CHOMP - Generate BROOD Fragment Database¶
Category Paths
Follow one of these paths in the Orion user interface, to find the floe.
Product-based/BROOD
Role-based/Computational Chemist
Solution-based/Virtual-screening/DB Search
Task-based/Scaffold-Hopping
Description
CHOMP - Generate BROOD Fragment Database is a utility to the lead generation tool BROOD. CHOMP allows users to fragment molecules, filter the fragments, generate 3D conformations, organize and index the fragments for rapid searching, and write a Brood database.
The minimal input into CHOMP is a dataset, file, or collection of 2D molecules.
The output from the CHOMP floe is a BROOD Database collection that can be used as input for the BROOD floe. The CHOMP floe also optionally produces a tarball database file that can be used to run the BROOD application on a local machine. Please ensure that the Output database name does not contain spaces; otherwise, the floe will fail.

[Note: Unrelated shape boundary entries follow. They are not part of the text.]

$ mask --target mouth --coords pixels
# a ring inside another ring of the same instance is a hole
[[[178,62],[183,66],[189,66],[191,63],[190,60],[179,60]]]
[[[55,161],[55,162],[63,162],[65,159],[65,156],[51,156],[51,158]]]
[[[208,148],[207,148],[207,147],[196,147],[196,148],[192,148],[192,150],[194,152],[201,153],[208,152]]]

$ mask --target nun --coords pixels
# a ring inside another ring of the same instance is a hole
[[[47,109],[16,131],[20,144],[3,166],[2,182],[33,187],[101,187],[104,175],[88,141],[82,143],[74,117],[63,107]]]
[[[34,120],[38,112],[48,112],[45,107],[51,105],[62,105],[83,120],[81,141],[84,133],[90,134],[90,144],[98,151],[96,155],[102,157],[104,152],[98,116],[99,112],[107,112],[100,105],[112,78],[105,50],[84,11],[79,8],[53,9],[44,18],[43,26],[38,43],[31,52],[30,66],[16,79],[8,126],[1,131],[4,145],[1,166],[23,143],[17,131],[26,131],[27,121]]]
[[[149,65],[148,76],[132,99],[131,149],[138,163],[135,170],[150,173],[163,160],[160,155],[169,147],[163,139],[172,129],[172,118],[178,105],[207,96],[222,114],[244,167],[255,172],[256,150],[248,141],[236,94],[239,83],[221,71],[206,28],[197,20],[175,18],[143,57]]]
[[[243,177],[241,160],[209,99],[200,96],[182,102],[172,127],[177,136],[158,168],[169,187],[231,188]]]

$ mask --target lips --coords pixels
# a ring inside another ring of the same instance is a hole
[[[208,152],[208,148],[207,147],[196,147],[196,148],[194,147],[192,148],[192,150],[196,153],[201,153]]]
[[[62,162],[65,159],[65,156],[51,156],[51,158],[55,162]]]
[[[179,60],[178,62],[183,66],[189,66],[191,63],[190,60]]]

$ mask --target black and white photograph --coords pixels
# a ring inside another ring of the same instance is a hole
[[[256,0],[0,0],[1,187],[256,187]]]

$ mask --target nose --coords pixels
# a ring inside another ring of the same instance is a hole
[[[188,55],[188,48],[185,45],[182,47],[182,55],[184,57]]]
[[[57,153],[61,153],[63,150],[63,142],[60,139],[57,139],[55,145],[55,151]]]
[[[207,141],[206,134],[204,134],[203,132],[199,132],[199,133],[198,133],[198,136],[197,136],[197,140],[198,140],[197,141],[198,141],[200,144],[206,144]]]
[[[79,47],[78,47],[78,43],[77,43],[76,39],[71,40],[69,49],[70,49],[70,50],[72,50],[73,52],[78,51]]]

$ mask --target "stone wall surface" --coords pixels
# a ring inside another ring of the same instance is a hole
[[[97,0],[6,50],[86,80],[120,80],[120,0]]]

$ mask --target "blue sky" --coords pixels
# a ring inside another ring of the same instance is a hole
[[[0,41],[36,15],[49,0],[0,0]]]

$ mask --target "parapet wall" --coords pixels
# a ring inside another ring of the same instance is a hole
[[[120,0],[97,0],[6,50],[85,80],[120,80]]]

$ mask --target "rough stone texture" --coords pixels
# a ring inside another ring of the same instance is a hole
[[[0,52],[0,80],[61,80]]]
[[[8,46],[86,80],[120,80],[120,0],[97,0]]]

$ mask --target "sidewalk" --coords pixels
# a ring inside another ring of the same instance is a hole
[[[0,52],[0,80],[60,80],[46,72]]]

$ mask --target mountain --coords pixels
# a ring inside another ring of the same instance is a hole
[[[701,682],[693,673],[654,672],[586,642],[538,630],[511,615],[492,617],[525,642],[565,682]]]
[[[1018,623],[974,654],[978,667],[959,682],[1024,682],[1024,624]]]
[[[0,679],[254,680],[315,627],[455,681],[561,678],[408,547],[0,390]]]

The CHOMP floe requires high memory and disk machines, at different stages, based on the input. The default values for these parameters have been set to handle up to ~1 million drug-like molecules as input. For larger jobs, these cube parameters would need to be scaled up. It is recommended that you adjust the control parameters following the below guidelines, before starting a job.
Chunk Size: Set the chunk size so the number of chunks is ~250. For example, for ~1 million drug-like molecules, the suggested chunk size is the default value of 4000.
Memory (MiB) (Chomp Fragments): Multiply the default memory value by the ratio of change in chunk size. For example, if the default chunk size is doubled, multiply the default memory by 2.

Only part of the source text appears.